Monday, January 30, 2023

Are Esthetic Values Noumenal or The Emperor's New Clothes

La Cicciolina (photo: Certo Xornal)

There are lots of factors that conspire to create reputations in the art world. All unhappy families are different in different ways applies to the alternate universe of the literary world. Firstly, there is the aura or charisma around a person because of their life or mythology then a very complicated process which involves monetization. It’s like insider trading A gallerist starts to get word around their stable.
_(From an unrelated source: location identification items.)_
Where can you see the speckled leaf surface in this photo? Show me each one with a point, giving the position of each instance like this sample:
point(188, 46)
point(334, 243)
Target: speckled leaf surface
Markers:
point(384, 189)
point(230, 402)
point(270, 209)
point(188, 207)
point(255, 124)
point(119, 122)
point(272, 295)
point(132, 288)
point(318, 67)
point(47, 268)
If they’re good at what they do, they make some sales at not bad prices. Once the gallerist creates a mark, (however small), the snowball effect take place since supply starts to challenge demand. At the point where the figurative neurons begin to cross their synapses, critics begin to intellectualize about the sensibility that has made x, y or z artist attractive. This stage is perhaps the most mysterious and crucial. Criticism is generally thought to involve esthetics, but as far as the visual arts are concerned, it’s also a peripatetic phenomenon resulting from a mixture of osmosis and reportage. This process is facilitated by a canny artist like Jeff Koons, the former husband of the porn star (and later politician) La Cicciolina. Many of his works are about commodification itself. Raw talent is like one of the Kepler planets orbiting stars 1200 light years from earth. You need the talent and there are outsider artists like Henry Darger whose works were simply discovered, but these are significant because of their exceptionalism. It's not to say that reputations have little to do with genius. Just the reverse, but a career in the artistic or literary world requires more than just talent.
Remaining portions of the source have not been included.